研究所での最後の日は、バタバタしたまま、出る事になった。
***
「わぁ、やっと着いたわ!」
ユリがはしゃいだ声を上げている。とても嬉しそうだ。
僕の運転で着いた新居。
ユリのご実家の家のようにきれいで豪華だ。今更ながら、夢じゃないのかなんて思うほど。
荷物はもう手配済みだから、あとは僕たちが住むだけになっている。
車から降りて、ユリは僕の腕に腕をからめてまるで子どものように跳ねている。
僕だけが、こんなに幸せになって良いのかな、なんて、僕は思ってもみなかったことを思ってしまった。
好きになった人に結婚して貰って、準備万端の豪華な家に住んで。
ユリに引っ張られるようにしてドアまで向かい、ユリの声でドアが開く。
『おかえりなさいませ』
家に入って、驚いた。
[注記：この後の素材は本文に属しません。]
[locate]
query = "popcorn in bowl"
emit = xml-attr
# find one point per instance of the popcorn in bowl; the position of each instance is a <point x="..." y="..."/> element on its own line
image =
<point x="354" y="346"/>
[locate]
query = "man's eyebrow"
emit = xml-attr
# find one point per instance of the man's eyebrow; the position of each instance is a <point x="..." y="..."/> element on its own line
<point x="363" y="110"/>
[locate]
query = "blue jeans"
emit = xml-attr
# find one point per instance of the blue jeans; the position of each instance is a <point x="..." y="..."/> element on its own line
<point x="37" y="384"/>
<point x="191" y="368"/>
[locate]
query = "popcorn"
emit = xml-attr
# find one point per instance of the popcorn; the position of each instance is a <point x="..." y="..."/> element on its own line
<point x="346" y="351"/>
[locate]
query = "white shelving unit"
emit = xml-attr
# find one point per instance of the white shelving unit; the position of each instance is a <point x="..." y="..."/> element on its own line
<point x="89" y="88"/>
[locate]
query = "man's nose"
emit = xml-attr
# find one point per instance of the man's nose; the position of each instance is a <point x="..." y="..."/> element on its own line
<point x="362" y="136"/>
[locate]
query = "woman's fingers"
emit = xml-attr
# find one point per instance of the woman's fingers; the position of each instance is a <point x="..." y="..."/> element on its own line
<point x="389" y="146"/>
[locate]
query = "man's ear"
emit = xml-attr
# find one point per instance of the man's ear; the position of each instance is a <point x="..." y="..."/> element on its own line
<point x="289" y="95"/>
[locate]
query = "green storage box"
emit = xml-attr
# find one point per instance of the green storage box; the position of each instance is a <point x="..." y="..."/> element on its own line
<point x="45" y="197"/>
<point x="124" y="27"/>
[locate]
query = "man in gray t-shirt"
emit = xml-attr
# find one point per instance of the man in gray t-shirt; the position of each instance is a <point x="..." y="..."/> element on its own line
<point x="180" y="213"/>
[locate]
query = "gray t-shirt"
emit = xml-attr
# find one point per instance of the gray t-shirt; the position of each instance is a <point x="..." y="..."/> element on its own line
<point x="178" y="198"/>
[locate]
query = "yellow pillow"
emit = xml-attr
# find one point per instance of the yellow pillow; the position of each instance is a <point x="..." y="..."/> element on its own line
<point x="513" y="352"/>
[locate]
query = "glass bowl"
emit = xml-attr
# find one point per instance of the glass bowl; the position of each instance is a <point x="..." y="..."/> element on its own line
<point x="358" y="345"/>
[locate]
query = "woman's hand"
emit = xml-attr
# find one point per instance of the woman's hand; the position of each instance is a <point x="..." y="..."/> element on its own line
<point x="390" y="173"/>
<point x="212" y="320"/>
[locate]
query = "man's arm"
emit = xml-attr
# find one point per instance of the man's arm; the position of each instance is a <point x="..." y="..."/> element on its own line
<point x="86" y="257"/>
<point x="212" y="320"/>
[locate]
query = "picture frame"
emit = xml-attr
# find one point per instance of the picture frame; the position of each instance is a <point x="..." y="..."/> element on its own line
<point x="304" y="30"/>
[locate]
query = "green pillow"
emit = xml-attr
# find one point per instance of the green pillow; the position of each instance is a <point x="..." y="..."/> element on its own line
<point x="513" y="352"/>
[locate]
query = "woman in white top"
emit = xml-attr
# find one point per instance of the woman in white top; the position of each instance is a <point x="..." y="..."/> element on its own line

人に似せたAIが2台、僕たちを出迎えている。
「ただいま。名前をあげるわね。あなたがフィン、あなたがユニ。・・・サク、それでいい?」
「え、うん」
『ありがとうございます。私の名前がフィン。登録しました』
『ありがとうございます。私の名前がユニ。登録しました。・・・どのようにお呼びいたしましょう、ご希望をお聞かせください。旦那様、奥様』
「そのままで良いわ」
くすぐったそうにユリが笑う。
僕は初めての状況に動揺して顔を赤くしていた。
なんだこれ。ひょっとして、普通の家では普通のことなんだろうか。そんな気がする。